The Principality of Reuss-Greiz (Fürstentum Reuß-Greiz), officially called the Principality of Reuss Elder Line (Fürstentum Reuß älterer Linie) after 1848, was a state in the German Empire, ruled by members of the House of Reuss. The Counts Reuss of Greiz, Lower-Greiz and Upper-Greiz (Reuß zu Greiz, Untergreiz und Obergreiz) were elevated to princely status in 1778 and thereafter bore the title of Prince Reuss, Elder Line, or Prince Reuss of Greiz.

Similarly to the more numerous Reuss Junior Line, the male members of this house were all named "Heinrich", in honour of Emperor Heinrich VI, who had benefited the family. They were numbered sequentially by birth, rather than by reign, with the last series beginning with Heinrich I (born 1693) and ending with Heinrich XXIV (1878–1927).

The territory had an area of 317 km^{2} and over 72,000 inhabitants in 1910.

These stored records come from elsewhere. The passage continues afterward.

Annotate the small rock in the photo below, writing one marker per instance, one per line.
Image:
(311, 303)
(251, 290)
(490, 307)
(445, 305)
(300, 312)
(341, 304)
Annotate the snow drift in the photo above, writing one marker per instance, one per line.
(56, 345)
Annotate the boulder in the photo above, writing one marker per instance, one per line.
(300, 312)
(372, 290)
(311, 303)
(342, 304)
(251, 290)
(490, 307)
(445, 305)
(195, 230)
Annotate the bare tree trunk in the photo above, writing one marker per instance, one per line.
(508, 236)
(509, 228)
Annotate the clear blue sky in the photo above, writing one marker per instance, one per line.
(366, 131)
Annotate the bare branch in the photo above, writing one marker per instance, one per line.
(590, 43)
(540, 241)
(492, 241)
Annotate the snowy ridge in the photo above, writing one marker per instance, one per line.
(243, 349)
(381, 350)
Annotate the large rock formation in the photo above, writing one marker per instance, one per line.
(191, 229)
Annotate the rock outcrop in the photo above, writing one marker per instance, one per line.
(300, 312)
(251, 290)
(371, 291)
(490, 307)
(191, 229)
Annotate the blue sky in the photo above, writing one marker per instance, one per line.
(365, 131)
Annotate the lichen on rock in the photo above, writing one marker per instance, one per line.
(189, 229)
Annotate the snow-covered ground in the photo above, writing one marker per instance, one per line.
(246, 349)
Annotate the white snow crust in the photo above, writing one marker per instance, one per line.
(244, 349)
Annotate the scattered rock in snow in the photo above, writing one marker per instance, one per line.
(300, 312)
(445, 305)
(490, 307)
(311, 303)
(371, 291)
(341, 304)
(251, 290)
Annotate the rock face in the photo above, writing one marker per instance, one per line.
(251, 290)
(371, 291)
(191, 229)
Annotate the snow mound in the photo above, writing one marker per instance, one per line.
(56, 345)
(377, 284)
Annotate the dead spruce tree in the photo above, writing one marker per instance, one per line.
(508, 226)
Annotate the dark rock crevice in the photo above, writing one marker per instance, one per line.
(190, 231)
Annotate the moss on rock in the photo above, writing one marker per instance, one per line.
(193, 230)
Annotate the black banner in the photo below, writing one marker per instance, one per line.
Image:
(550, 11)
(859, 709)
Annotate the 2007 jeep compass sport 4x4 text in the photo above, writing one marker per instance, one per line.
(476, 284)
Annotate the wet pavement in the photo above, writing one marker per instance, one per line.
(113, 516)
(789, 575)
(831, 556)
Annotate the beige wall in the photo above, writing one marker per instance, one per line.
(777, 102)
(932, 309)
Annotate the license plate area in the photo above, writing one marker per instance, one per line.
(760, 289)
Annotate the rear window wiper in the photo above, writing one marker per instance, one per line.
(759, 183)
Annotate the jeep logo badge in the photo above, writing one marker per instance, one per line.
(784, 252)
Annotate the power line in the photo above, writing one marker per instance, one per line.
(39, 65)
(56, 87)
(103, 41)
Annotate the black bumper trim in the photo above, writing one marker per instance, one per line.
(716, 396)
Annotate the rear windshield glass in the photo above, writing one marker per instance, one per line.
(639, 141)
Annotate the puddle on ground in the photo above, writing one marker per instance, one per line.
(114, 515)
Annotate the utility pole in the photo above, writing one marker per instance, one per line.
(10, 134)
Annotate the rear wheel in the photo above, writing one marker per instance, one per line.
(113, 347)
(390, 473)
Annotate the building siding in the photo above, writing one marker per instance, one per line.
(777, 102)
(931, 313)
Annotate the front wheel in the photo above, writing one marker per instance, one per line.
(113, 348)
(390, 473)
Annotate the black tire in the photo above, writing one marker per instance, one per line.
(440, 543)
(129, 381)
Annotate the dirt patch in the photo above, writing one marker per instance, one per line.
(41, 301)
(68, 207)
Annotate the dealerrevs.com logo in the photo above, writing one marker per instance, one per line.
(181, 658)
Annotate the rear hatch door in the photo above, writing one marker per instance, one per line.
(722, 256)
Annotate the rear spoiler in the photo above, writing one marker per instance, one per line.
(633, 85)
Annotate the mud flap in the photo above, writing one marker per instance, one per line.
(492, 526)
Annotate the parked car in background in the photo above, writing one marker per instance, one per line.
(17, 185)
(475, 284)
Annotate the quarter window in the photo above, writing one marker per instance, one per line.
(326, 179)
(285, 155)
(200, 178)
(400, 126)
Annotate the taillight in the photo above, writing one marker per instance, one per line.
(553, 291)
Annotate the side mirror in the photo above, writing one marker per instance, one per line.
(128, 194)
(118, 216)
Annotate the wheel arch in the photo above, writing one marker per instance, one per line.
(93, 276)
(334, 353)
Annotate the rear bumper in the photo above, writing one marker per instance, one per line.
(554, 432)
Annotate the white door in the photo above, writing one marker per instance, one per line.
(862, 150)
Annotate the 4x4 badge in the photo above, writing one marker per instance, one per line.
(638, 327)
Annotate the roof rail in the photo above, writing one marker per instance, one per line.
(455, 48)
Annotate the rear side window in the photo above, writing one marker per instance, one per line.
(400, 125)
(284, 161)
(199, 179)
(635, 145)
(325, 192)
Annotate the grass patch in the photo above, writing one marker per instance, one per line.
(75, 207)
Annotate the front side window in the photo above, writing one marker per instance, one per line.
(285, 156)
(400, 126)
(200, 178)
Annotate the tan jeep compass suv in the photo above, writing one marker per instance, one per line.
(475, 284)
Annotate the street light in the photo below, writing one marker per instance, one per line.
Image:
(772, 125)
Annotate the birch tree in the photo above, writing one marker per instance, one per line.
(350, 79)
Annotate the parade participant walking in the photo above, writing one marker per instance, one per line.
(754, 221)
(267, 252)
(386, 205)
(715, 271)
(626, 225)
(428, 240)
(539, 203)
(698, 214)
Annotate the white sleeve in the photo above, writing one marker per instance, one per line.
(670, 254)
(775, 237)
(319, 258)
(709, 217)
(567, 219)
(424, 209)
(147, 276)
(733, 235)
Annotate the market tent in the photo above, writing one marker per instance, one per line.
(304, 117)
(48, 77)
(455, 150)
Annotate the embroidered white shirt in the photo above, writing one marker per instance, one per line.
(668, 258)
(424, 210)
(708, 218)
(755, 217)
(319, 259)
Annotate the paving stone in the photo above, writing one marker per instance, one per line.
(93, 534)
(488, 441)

Reuss-Greiz preserved the Frankfurt Parliament flag, which later became the flag of Germany.

==Territory==
In 1919, in the aftermath of World War I, the territory of the Elder Line was merged with that of the Junior Line as the People's State of Reuss, which was incorporated into the new state of Thuringia in 1920. The Elder Line died out in 1927 with the death of the childless Heinrich XXIV, after which its claims were passed to the Junior Line.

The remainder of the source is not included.